There’s something to be said for surprise. It keeps us on our toes and makes life interesting. That’s especially true in financial markets, where we’ve grown accustomed to apparent certainties – from “consensus” earnings estimates to interest-rate forecasts. So it was good to see Fed Chairman Ben Bernanke remind everyone on Wall Street that Fed policy, like life itself, isn’t so easy to predict.
Sure, the Fed is caught in a box of its own design, having embarked on a plan of greater communication. But markets wrongly assumed that more communication meant complete clarity on the Fed’s intentions. It did not.
Anyone who bothered to listen to Mr. Bernanke should have heard that a slackening of the Fed’s stimulus – the artfully named “tapering” – was contingent on data that the economy was continuing to strengthen. No data support meant no tapering. Markets were caught off-guard, and Mr. Bernanke was immediately criticized for “playing with fire” when it comes to economic policy.
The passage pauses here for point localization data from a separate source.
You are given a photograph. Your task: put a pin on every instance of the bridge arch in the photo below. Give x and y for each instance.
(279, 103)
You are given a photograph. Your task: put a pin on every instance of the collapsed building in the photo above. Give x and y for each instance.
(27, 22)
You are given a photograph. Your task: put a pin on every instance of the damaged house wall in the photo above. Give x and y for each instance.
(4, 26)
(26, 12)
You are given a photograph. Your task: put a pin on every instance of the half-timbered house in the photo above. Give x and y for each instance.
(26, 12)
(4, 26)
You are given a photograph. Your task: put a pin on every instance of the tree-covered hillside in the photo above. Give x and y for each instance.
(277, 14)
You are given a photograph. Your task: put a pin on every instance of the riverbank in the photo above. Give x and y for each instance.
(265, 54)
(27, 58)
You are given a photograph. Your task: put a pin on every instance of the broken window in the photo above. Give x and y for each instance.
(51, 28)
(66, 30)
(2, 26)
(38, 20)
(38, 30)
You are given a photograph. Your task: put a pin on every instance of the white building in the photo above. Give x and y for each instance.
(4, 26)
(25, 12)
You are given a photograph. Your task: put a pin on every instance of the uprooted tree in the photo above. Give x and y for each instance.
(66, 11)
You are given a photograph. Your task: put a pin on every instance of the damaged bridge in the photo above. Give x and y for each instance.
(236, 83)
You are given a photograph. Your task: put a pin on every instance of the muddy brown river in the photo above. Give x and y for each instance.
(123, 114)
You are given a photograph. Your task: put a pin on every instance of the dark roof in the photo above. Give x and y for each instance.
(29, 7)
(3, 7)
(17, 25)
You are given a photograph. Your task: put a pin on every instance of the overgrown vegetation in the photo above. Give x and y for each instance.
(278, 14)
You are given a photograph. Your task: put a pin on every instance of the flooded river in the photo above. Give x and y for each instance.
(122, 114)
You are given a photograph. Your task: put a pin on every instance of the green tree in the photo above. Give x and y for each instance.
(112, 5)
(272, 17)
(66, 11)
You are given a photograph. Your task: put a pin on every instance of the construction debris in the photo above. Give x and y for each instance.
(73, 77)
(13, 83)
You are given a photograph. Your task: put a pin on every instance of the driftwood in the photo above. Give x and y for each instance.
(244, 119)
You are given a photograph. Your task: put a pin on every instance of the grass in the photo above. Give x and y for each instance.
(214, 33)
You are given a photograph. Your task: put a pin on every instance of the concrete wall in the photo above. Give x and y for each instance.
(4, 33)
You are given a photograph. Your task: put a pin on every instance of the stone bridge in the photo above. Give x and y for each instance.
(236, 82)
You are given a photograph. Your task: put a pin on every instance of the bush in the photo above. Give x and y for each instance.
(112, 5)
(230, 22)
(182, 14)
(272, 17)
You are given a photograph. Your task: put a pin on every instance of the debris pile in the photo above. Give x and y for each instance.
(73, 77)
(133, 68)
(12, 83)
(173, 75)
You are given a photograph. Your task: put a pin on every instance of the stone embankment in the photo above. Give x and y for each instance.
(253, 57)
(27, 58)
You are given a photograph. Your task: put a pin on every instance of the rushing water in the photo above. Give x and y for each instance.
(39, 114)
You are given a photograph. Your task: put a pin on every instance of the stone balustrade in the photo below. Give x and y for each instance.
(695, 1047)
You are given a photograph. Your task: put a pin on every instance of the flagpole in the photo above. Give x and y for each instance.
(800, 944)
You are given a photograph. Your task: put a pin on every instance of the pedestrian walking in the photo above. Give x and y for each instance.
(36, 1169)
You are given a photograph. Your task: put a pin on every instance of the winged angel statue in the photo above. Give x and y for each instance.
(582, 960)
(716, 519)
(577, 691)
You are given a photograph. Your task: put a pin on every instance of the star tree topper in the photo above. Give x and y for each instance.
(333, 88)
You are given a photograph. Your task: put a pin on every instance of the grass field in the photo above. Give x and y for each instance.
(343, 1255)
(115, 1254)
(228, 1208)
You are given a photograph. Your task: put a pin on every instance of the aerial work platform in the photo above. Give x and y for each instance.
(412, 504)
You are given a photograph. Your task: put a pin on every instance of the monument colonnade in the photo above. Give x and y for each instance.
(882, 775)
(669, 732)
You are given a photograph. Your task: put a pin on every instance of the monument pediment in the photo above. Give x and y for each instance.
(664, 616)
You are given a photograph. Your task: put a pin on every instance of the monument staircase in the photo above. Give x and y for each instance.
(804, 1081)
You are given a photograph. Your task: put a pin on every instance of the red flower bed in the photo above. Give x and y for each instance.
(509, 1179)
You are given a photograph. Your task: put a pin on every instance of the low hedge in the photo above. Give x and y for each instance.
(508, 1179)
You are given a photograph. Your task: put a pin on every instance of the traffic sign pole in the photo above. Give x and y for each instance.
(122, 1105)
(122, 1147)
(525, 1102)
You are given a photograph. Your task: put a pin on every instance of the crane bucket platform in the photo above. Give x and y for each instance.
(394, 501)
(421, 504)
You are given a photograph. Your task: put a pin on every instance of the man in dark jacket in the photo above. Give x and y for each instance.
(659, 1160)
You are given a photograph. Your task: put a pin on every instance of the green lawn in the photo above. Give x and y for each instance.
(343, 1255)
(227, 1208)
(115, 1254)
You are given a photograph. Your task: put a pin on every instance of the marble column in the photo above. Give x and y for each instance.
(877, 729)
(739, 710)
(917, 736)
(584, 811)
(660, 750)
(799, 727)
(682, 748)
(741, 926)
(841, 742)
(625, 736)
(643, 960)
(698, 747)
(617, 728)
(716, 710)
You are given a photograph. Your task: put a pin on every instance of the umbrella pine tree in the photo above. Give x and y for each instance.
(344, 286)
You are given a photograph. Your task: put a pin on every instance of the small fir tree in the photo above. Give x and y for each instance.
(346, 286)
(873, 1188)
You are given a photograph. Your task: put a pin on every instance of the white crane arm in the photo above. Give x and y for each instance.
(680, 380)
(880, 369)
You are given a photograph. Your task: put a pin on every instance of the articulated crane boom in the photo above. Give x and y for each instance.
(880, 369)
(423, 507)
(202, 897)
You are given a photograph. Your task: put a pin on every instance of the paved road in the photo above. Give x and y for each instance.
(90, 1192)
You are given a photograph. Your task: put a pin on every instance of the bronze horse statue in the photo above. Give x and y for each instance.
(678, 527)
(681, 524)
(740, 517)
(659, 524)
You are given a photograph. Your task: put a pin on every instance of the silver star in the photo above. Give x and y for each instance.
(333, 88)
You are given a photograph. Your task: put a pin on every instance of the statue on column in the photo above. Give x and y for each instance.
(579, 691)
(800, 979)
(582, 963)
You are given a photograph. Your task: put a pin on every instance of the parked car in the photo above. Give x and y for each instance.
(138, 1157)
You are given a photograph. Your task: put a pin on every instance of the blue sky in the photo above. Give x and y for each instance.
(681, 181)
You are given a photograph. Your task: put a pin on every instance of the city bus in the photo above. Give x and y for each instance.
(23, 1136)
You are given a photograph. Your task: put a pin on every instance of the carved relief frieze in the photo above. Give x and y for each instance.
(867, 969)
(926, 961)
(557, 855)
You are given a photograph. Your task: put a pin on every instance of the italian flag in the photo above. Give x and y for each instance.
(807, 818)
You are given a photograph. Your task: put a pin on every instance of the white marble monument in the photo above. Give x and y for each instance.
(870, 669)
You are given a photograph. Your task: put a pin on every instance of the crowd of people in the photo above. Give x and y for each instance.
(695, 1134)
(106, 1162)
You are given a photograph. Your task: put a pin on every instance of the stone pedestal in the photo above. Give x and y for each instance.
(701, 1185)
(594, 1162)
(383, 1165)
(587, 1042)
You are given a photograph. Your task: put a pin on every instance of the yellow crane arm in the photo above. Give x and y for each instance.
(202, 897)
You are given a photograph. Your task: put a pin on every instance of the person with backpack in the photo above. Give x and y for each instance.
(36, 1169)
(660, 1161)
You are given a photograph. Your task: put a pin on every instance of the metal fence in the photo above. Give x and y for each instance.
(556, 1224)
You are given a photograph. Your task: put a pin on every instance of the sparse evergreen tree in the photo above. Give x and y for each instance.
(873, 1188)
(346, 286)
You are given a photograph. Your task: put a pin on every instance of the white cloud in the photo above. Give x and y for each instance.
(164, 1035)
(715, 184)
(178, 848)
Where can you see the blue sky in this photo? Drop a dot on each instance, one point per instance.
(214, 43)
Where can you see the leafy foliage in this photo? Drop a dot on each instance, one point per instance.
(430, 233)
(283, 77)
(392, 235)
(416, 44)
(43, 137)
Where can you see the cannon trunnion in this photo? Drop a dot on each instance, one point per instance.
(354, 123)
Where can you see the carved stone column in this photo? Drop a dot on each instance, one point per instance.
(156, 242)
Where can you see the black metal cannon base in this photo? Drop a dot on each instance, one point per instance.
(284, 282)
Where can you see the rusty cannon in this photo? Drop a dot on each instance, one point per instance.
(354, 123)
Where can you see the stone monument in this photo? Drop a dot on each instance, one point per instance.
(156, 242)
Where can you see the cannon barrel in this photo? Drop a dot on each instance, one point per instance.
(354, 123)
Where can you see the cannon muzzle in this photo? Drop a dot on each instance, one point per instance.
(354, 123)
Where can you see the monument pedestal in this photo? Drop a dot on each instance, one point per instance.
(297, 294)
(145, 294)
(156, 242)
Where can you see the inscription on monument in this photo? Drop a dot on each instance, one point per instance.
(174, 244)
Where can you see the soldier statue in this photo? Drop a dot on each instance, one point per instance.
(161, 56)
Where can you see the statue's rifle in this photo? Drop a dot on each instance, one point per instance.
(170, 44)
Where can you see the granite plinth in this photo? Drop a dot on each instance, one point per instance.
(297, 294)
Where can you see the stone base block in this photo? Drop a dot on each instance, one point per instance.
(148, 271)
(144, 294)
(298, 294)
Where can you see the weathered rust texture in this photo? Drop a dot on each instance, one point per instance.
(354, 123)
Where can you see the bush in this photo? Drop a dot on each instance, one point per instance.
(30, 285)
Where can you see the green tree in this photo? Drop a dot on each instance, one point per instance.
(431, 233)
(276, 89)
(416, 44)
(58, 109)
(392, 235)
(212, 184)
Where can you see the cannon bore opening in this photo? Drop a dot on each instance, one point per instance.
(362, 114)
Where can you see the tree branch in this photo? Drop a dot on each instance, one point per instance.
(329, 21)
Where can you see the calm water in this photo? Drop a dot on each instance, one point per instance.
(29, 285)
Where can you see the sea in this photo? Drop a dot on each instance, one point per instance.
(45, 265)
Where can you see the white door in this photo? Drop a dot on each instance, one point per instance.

The right response from Ben Bernanke should be to borrow a phrase attributed to John Maynard Keynes when he was challenged about switching course: “When the facts change, I change my mind. What do you do, sir?” Markets crave certainty and mistakenly believe they can have it. That can be an expensive fantasy.
Of course, not every analyst was convinced that the Fed would start tapering now. Michael Hanson, a senior economist at Bank of America, got it right, saying he thought the Fed would not start tapering just yet.
This episode again shows that most folks on Wall Street want someone else to do their thinking for them. They chose to believe the herd about the Fed’s plan, rather than do their own analysis. Of course, they also believed that sub-prime securities were safe because they had triple-A ratings by the scribblers at Standard & Poor’s. And they believed what their risk models spat out regarding the value of complex trading positions. Some lessons are hard to learn, apparently.
The Fed’s move injected a bit of volatility into the market and caused outcry among traders and analysts, but it’s hardly the end of civilization as we know it.
Nor does it spell the end of the Fed’s open-communication program. It’s simply a reminder that while the Fed will offer more information it will not guarantee its future actions, no matter how bad Wall Street might want it to.